A March report from a UN panel said the first autonomous drone attack may have already happened in Libya. Yet, a UN conclave in Geneva last week failed to regulate the use of killer robots on the battlefield. Mint explains the concept that has worried rights groups for long.
So, What are killer robots?
The idea of killer robots has been explored widely in science fiction movies, including Terminator, Blade Runner, and Robocop. While there is no clear definition, and we are nowhere close to the level of advancement science fiction depicts, killer robots include machines that can make their own decisions with little to no human involvement. Collectively, these weapons fall under lethal auto-nomous weapons systems (LAWS), which can include bombs, dog-like robots, and more that can use AI and other digital technologies to make decisions on the battlefield.
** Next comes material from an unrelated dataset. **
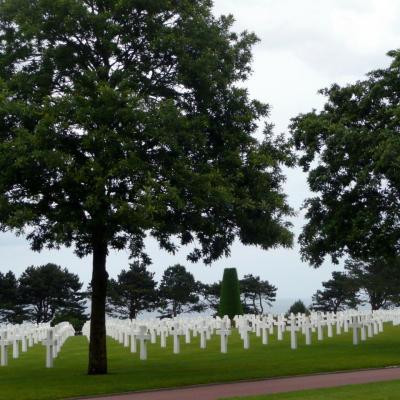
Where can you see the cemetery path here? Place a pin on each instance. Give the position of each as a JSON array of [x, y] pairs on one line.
[[267, 386]]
It doesn’t include drones, which are manned remotely by pilots.
What’s the convention on weapons?
The Convention on Certain Conventional Weapons (CCW), which came into effect in 1983, is an international agreement under the UN. It is also known as the Inhumane Weapons Convention and seeks to prevent the use of certain weapons that may be deemed to be “excessively injurious”, and as of 2001, weapons that can “have indiscriminate effects”. The group held a conference on 17 December, seeking to control the use of LAWS in modern warfare. A coalition of NGOs said despite a “clear majority” calling for the negotiation of a law, the committee fell “shockingly short” of an outcome.
Why is a law needed to control the use of LAWS?
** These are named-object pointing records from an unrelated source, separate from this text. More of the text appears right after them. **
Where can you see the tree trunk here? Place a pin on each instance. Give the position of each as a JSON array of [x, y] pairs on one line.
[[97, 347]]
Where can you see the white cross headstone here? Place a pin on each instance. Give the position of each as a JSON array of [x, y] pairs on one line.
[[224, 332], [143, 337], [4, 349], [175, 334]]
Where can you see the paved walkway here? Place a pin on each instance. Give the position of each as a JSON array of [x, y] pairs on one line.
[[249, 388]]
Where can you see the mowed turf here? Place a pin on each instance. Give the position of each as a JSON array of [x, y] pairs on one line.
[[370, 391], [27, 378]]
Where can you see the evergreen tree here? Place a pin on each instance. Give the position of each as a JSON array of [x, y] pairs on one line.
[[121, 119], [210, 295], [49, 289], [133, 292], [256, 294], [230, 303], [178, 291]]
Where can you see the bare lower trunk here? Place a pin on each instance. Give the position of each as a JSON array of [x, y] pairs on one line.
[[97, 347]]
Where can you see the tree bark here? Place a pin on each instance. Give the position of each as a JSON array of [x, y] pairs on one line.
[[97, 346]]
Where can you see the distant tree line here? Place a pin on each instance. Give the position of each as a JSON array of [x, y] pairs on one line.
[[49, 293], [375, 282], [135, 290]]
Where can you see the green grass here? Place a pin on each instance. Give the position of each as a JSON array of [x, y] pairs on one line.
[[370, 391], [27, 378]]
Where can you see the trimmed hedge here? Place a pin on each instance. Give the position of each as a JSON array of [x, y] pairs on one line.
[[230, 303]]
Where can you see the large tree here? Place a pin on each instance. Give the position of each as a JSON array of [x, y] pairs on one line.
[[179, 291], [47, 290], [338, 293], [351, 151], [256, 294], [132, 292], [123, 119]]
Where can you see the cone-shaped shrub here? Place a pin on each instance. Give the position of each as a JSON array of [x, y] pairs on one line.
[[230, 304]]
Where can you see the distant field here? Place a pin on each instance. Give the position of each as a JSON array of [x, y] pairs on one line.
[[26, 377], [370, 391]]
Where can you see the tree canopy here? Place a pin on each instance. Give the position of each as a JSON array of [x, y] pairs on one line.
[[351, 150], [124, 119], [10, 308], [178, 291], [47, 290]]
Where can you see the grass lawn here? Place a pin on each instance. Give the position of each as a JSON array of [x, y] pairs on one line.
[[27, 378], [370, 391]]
Rights groups have argued that allowing robots to make life-or-death decisions is inhumane and shouldn’t be allowed. In addition, they note that algorithmic decisions like this aren’t dependable as they could be subject to algorithmic biases, and humans wouldn’t have control over the profiling and decisions robots take. It could also reduce the threshold for war.
Why do countries want these robots?
Many militaries want to use such machines since it will reduce the number of human soldiers who would be put in peril. In addition, robots are often considered more efficient, can traverse terrains that humans may not be able to, and can be used for things like crowd control. But most importantly, many proponents of killer robots for warfare argue that using robots instead of humans can significantly reduce the cost of war, while those against it argue that this comes at the cost of removing mercy from the battlefield.
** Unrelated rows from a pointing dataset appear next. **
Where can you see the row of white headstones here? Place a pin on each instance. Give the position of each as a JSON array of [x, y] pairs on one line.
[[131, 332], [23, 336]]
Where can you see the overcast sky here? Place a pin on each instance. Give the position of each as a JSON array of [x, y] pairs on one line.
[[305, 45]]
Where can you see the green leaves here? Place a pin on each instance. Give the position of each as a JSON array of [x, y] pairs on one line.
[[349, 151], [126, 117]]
Why is the treaty being opposed?
While there are a significant number of countries who are not opposing the disarmament of such weapons, those who have invested in such technologies oppose it. One of the arguments is that nations want any decision on the matter to be unanimous, while the US has argued that existing laws are sufficient for controlling LAWS. The country has also proposed a “non-binding Code of Conduct”, for countries that use killer robots. The UN group agreed to meet for 10 days over 2022 to discuss how to control the use of killer robots.